Announcing the Internet.org Platform - dombili
https://newsroom.fb.com/news/2015/05/announcing-the-internet-org-platform/

======
dfabulich
> In addition, websites must be properly integrated with Internet.org to allow
> zero rating and therefore can’t require JavaScript or SSL/TLS/HTTPS

I can understand forbidding JavaScript, but forbidding HTTPS makes it
impossible to build any kind of secure service.

Does Facebook follow this rule today in its zero-rated India service? If so,
does that mean it's easy to intercept those connections and impersonate users
(or Facebook itself) with FireSheep?

Related, in an interview on Scroll.in:
[http://scroll.in/article/724975/facebook-opens-up-
internet-o...](http://scroll.in/article/724975/facebook-opens-up-internet-org-
to-developers-hoping-to-pacify-net-neutrality-critics)

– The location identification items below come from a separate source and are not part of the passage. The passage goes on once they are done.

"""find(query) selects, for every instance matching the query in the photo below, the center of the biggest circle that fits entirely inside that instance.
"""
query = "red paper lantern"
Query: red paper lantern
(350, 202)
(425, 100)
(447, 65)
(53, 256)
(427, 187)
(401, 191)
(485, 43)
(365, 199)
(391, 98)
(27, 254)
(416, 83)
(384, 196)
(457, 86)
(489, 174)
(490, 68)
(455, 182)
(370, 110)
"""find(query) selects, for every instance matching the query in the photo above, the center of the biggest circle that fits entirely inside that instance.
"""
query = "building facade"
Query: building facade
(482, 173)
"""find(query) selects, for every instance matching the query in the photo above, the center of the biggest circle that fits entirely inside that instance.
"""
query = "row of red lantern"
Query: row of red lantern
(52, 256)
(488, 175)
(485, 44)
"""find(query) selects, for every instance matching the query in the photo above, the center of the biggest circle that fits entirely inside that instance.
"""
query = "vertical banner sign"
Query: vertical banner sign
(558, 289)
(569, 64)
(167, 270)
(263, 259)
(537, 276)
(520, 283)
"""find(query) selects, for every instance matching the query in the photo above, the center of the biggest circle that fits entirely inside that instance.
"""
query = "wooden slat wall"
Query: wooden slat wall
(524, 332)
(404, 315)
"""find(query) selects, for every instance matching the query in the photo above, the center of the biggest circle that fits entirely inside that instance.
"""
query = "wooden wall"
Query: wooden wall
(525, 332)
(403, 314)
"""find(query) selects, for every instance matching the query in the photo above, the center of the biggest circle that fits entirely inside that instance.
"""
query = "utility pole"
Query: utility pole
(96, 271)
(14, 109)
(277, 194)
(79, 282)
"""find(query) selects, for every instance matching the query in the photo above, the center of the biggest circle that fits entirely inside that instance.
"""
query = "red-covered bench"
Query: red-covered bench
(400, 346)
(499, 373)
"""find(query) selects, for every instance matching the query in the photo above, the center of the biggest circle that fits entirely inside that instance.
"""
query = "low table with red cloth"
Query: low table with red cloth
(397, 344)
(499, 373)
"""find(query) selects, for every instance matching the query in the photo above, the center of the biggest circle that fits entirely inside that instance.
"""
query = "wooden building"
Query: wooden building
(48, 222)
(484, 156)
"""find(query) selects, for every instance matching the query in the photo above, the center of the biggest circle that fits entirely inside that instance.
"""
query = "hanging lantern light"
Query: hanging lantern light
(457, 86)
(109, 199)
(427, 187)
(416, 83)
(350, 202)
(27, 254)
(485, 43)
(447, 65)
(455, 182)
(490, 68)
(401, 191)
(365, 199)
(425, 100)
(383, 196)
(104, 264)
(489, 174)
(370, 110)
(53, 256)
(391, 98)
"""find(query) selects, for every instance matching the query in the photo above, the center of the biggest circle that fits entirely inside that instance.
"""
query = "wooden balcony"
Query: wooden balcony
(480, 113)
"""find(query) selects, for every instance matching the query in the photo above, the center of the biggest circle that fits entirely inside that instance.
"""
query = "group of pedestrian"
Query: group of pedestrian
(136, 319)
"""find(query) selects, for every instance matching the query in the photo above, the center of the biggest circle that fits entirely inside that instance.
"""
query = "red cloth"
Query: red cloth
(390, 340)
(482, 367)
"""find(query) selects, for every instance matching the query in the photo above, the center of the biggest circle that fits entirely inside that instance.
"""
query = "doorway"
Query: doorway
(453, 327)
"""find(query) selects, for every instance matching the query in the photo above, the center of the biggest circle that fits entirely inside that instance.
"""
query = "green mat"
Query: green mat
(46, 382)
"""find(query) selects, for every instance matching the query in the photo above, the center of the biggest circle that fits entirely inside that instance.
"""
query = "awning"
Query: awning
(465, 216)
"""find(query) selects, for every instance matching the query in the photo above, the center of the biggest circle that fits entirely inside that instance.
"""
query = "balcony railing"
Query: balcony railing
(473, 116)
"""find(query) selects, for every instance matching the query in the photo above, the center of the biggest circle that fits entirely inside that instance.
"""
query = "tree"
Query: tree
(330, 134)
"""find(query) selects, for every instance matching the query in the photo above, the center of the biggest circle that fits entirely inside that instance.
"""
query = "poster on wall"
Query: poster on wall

> Q: Isn’t it strange that Internet.org wants to offer free basic services but
> has no email?

> A: If an email provider wants to comply with the platform guidelines that we
> are announcing, Internet.org would be glad to have it.

Well, yeah, but if that means someone would have to offer email service
without HTTPS, so anybody can read my email unencrypted or even send email as
me, is that even useful?

------
lightlyused
_The Internet.org Platform aims to give people valuable free services that
they can use to discover the entire wealth of online services and, ultimately
become paying users of the internet._

Had to check to make sure the date wasn't April 1st.